It started with Google Buzz, and continued with Apple’s Ping service; just because you have 500 million users, each with a unique ID, doesn’t mean you have a social network. Mark Zuckerberg understands this all too well. He grew Facebook by expanding slowly, starting with Harvard and expanding only when he was sure there was enough user demand. This grass-roots growth strategy is almost the exact opposite of Google’s and Apple’s approach. Both companies hoped to take their large user base and simply add social tools on top of existing services. While this sounds great in theory, successful social networks have always been an opt-in experience.
So what does this mean for large corporations that want to make their products or services more social? They need to think carefully about how they promote their social services and what control they give to users. Google never gave Gmail users a choice, they just turned Buzz on and made users go into account settings to disable it. Social networking is a deeply personal computing experience, and users are quick to abandon a platform, when they feel like their privacy is being invaded.

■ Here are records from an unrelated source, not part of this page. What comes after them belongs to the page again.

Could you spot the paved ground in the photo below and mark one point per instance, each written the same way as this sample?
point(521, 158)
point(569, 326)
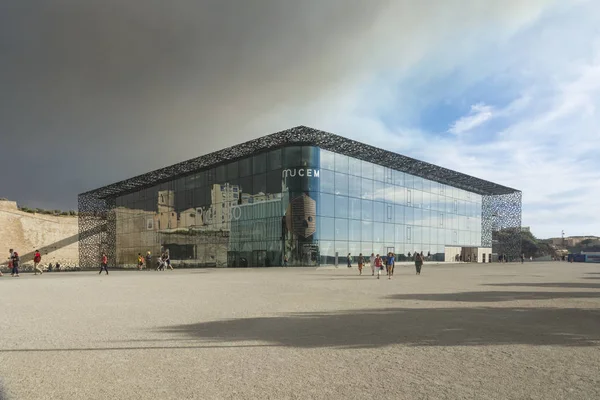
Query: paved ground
point(456, 332)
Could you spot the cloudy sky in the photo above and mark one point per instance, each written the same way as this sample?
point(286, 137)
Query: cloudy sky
point(98, 91)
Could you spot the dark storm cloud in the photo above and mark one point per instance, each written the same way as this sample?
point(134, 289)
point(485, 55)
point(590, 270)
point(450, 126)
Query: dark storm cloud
point(92, 92)
point(96, 91)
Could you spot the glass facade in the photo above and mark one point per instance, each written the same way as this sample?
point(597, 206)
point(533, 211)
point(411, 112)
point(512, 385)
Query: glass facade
point(300, 203)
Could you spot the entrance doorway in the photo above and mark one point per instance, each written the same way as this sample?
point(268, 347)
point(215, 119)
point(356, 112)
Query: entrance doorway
point(310, 254)
point(468, 254)
point(259, 258)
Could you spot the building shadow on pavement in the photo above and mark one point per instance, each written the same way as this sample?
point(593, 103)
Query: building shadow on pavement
point(491, 296)
point(560, 285)
point(375, 328)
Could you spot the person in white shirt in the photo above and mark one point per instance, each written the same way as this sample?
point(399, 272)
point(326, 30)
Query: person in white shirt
point(372, 261)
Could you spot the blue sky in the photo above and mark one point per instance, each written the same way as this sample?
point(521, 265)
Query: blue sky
point(513, 99)
point(505, 90)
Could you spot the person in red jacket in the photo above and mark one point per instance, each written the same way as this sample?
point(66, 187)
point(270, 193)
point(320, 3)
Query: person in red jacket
point(37, 258)
point(104, 264)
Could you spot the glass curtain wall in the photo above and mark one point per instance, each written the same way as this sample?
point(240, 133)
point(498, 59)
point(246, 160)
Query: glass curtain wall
point(366, 208)
point(298, 204)
point(243, 213)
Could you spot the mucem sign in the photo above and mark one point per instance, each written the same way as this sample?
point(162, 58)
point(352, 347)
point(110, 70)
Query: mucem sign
point(301, 172)
point(301, 194)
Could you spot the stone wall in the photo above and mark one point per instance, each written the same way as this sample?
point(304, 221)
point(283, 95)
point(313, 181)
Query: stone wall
point(55, 236)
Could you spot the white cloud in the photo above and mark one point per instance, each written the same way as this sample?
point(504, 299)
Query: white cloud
point(550, 138)
point(479, 115)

We won’t go as far to say that it is impossible for large corporations to create a social platform. Many web services have successfully integrated Facebook Connect to bring social features to their product. We hope in the future that there are other social platforms out there that businesses can plug into but at this point, Facebook’s social graph is far more sophisticated than anything else out there and we strongly suggest that other web services take advantage of it, rather than trying to build something from scratch. Your users will thank you.